I prefer sins to threats of floods of Biblical proportions. Sinning--if you believe in sin outside of the context of curses--is part of being human. Even if you don't believe in the concept of sin, we're still inescapably flawed creatures that allow our base instincts to overwhelm our social conditioning.
Assuming this string of curses isn't followed by a Biblical punishment, it's not that bad.
[Private // Hackable to the very experienced and incredibly persistent // Open to Shilo and Neil]
Watch me jinx the entire City. I still think that atheists should be exempt from strictly religious curses.
I've been thinking about religion, though. I don't believe any of it--I have yet to see convincing evidence that a divine power exists--but, at times, I wish I did. Imagine having a set code to follow. Roman Catholics have seven sins that they must avoid and seven virtues to uphold; their world, in life and in death, has order and certainty. That's why I've read so much philosophy. It must be. I've been looking for secular codes of conduct--anything to give existence clarity, meaning, and structure.

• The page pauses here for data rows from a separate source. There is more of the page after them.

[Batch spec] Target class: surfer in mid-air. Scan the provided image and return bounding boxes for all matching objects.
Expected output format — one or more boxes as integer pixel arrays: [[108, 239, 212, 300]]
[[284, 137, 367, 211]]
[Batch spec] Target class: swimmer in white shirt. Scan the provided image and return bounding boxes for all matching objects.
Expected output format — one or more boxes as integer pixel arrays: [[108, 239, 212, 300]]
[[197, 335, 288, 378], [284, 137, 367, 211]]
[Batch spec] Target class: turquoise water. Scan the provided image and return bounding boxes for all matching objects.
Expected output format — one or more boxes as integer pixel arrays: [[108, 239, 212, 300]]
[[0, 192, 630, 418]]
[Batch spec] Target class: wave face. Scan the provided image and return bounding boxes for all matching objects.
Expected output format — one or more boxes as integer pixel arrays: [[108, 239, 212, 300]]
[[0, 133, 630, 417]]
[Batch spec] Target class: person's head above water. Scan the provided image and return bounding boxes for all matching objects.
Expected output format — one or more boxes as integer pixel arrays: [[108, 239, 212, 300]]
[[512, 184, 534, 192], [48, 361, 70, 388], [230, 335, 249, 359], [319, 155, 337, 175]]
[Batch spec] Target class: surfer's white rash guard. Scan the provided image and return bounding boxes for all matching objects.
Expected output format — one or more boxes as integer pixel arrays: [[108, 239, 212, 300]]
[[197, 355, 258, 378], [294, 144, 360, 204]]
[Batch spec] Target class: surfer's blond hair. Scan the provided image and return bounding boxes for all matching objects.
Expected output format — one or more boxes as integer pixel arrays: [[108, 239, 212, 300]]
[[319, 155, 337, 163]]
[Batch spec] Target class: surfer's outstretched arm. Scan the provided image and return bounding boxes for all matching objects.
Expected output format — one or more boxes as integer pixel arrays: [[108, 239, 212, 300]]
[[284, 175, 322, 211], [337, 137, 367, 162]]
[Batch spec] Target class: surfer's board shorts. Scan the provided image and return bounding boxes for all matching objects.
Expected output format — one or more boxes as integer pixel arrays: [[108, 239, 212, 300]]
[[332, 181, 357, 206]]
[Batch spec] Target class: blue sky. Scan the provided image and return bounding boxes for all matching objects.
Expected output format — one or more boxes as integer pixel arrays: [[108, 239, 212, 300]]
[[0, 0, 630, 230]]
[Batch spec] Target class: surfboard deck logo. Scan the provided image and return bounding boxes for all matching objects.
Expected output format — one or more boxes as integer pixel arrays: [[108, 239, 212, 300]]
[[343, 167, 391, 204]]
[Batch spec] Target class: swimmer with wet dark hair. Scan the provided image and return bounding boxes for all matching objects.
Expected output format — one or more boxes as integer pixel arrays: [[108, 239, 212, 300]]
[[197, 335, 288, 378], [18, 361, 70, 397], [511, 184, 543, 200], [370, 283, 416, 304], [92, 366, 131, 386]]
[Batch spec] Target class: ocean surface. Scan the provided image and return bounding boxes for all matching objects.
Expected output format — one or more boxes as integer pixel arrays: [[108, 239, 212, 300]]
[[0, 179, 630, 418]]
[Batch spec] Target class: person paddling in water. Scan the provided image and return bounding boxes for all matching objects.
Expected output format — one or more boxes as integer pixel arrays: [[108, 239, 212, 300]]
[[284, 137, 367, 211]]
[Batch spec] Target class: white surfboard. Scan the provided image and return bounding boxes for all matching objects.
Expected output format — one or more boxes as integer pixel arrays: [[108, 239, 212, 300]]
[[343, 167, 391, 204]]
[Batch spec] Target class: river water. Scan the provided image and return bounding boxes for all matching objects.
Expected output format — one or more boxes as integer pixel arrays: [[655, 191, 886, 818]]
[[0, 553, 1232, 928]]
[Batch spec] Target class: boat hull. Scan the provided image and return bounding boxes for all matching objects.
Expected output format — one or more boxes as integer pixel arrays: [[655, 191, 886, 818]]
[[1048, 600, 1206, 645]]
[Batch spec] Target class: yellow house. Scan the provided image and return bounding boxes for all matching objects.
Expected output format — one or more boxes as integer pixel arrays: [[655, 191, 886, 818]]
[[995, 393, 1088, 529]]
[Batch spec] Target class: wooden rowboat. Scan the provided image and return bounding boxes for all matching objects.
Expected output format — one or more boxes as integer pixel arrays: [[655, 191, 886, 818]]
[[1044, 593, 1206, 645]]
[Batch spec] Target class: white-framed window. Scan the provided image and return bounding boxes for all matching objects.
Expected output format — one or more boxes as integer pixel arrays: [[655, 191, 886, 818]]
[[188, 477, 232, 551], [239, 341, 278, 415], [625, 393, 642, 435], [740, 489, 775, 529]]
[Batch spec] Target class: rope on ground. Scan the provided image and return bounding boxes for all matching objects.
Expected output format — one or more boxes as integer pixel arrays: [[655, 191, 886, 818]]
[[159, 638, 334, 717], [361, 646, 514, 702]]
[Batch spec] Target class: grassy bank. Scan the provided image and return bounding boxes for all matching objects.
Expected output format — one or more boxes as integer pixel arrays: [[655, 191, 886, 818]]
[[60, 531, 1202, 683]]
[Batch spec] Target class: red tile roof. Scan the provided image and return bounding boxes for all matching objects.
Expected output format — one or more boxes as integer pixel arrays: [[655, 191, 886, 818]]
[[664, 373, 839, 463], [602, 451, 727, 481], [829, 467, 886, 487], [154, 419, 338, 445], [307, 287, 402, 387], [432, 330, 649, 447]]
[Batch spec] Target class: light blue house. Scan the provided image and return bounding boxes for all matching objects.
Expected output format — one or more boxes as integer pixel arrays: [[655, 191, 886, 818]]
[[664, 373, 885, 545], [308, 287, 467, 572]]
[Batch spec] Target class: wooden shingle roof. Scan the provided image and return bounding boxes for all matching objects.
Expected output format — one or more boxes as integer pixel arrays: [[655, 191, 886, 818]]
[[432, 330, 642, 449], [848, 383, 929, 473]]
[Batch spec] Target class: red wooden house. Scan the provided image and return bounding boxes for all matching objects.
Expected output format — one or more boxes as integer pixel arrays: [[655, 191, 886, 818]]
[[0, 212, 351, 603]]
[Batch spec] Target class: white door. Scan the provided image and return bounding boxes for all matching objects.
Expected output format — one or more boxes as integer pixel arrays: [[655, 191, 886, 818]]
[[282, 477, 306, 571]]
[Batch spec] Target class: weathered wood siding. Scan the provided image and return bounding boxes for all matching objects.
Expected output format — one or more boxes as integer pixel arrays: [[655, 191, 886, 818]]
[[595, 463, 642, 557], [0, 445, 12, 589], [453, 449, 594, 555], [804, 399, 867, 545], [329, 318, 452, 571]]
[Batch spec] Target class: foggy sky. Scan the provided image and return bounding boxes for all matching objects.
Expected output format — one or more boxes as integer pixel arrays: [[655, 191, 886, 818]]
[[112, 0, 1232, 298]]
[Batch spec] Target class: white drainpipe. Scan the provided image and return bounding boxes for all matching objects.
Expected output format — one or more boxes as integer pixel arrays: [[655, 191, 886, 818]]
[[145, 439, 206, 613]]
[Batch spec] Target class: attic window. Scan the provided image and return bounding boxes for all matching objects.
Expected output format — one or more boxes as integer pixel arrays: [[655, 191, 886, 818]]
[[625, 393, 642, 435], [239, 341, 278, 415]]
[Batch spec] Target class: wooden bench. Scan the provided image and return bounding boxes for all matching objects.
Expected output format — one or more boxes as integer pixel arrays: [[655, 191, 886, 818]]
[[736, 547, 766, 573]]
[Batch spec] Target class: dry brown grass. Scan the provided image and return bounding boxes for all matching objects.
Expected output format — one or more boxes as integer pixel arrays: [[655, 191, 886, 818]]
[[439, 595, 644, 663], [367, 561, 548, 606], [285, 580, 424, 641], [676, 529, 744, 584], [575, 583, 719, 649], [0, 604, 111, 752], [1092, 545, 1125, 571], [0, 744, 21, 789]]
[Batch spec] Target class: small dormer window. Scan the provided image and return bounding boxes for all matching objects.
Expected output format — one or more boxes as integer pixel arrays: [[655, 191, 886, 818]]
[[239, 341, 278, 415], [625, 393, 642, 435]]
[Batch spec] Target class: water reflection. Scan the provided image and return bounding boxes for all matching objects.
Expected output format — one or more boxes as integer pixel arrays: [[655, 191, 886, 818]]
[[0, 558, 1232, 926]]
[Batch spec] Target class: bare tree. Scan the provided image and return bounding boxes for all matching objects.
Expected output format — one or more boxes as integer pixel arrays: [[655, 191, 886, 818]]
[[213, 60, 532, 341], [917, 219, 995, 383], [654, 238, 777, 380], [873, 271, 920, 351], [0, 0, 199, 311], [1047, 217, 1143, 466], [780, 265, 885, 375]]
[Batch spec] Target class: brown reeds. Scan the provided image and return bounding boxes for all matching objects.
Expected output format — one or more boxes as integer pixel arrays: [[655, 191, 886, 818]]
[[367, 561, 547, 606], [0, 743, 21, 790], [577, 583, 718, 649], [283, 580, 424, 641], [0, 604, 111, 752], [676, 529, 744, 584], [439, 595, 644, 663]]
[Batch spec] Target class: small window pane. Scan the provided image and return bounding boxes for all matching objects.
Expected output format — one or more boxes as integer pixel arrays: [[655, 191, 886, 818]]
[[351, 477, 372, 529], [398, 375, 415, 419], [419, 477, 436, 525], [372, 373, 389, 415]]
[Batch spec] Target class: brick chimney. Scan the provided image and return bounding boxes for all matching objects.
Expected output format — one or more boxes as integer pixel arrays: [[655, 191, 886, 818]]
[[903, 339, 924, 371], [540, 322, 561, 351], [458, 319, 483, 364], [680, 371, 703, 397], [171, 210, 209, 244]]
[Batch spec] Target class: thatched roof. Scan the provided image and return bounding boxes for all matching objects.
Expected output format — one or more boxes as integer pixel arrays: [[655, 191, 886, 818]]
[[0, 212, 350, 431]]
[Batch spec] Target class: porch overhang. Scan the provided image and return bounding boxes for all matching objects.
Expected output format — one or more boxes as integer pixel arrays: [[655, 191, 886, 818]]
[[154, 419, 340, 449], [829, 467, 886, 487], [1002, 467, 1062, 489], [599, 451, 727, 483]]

Knowing what is moral and what is amoral is difficult regardless of what rules one follows. Many philosophies and religions provide ethical decision-making tools, but who can truly stop, analyze, and determine the best route under pressure? When I was given the choice to face Myrnin or find Beckett, what should I have done?
Almost two years ago--and before that--I wouldn't have made a choice. I would have stood there weighing the pros and cons of each decision until it was too late to act on either. I wouldn't have replied to Ken's message. I wouldn't have shot Sorrow. I was so obsessed with finding a philosophy and following it that I couldn't make decisions, even when it was necessary. I never realized how rigid life was. Go to school, study, read, think. Repeat. There were no decisions to make until Richard, and even then... even then I was too inflexible. The structure changed, but I was still trapped inside of it. It was religion. We were gods and, in this framework we--I--created, we had a course to follow. We had a path to enlightenment and perfection--oneness and power.
That's what it was to me. I don't know why Richard went along with it. Was it the thrill? I don't understand minds like his.
I regret being alive. It's taken almost two years to realize that. I regret building a cage around myself and becoming trapped in my own idiocy. Life's framework left no room for emotion. Decisions had to made intellectually and gut instincts were base things to master and control. In a way, it was useful. All of the emotions I could have felt were discarded. Any pain I could have experienced was stifled with reason. The emotions were still there--looking back, I can remember them--but they didn't fit into my rational worldview.
What would have happened if I had acted on the fear that I dismissed every time Richard and I broke a small law? What if guilt had kept me from strangling that woman? What if I had stopped thinking for a moment and started acting outside of the designated lines?
Something happened near the end. When the plan crumbled and the framework collapsed, there was nothing between me and my emotions. There was no nihilistic philosophy to fall back on. There was fear, disgust, anger, loathing... a sense of self-preservation. The dam broke and all I wanted was to erase my life and write it again. Cassie must have known that I wasn't motivated by selflessness when I saved her, both from the bullet and from falling. She must have known. I was weak. I wanted to save my life, even if it wasn't worth saving.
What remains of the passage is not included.